Abstract
Mucinous cystadenoma is a benign tumor commonly found in the pancreas, the ovaries or the appendix. Only very few cases of these tumors originating from the lungs have been reported worldwide, with even less cases describing malignant transformation. We present the case of a 58-year-old woman with a history of recurrent pulmonary infections who underwent left upper lobectomy for lung abscess and was initially diagnosed with pulmonary mucinous cystadenoma (PMCA). Upon thorough immunohistochemical workup, especially due to carcinoembryonic antigen (CEA) positivity, intramucinous singlet cells were eventually diagnostic for invasive carcinoma, in this case a mucinous cystadenocarcinoma arising from a PCMA. PMCA is a rare benign tumor whose potential for malignant transformation has not yet been fully understood. Due to the low number of cases further studies are needed to evaluate if there is a benefit of complete oncologic resection, provided the general condition of the patient allows it. A review of the currently available literature serves to better understand the clinical, radiological and histological features of this rare tumor.

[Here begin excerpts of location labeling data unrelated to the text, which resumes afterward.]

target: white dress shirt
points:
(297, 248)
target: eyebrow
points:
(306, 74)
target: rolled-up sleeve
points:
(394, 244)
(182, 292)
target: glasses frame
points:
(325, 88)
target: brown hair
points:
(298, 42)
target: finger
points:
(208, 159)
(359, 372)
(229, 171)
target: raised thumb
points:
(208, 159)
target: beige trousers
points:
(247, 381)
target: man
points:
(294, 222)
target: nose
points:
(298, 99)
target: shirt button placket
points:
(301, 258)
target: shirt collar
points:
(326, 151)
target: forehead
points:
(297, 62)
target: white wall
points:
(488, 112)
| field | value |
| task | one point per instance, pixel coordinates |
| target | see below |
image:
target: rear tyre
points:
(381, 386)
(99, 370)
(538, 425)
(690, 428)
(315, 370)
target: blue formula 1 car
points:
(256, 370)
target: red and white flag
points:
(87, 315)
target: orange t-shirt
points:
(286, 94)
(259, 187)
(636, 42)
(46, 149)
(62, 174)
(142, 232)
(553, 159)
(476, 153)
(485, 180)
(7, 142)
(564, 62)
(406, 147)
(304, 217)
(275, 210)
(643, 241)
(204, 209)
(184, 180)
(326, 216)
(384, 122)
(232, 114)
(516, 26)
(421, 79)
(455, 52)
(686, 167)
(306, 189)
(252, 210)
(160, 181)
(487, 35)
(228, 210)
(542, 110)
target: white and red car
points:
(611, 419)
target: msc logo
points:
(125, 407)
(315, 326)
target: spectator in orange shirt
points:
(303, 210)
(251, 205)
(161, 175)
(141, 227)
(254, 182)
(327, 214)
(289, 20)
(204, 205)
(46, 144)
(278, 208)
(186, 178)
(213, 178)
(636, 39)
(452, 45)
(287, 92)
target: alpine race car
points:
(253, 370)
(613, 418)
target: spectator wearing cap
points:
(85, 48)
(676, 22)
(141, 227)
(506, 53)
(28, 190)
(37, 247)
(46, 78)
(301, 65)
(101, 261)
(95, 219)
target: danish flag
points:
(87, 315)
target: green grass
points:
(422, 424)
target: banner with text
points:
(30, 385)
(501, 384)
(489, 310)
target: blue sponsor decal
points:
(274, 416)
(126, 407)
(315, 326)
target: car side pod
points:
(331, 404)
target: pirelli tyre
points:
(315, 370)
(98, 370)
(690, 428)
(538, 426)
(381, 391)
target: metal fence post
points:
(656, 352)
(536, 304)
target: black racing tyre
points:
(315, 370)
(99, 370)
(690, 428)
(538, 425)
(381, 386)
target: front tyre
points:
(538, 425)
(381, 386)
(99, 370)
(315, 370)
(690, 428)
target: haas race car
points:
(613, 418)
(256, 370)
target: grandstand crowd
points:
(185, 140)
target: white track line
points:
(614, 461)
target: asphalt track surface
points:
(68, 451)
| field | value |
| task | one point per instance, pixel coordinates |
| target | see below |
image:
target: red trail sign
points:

Keywords: Pulmonary mucinous cystadenoma (PMCA), pulmonary mucinous cystadenocarcinoma (PMCAC), rare lung tumor, malignant transformation, carcinoembryonic antigen (CEA)
Introduction
Mucinous cystadenoma is defined as “a localized cystic mass filled with mucin and surrounded by a fibrous wall lined by well-differentiated columnar mucinous epithelium” (1). The benign tumor is commonly found in pancreas and ovaries, as well as in the appendix (2-4). In the lung, however, only a few cases have been reported world-wide (5-7). The usually unilocular tumor can be located in the periphery of any lobe of the lung. Since the first description by Eck et al. in 1969 and a report by Sambrook Gowar in 1978, primary pulmonary mucinous cystic neoplasia has been recognized as a separate entity (8-10). Following the classification of Gao et al. according to pathologic features there is benign pulmonary mucinous cystadenoma (PMCA), pulmonary mucinous tumor of borderline malignancy [with atypia; postmortem computed tomography angiography (PMCT-A)] and pulmonary mucinous cystadenocarcinoma (PMCAC) (8).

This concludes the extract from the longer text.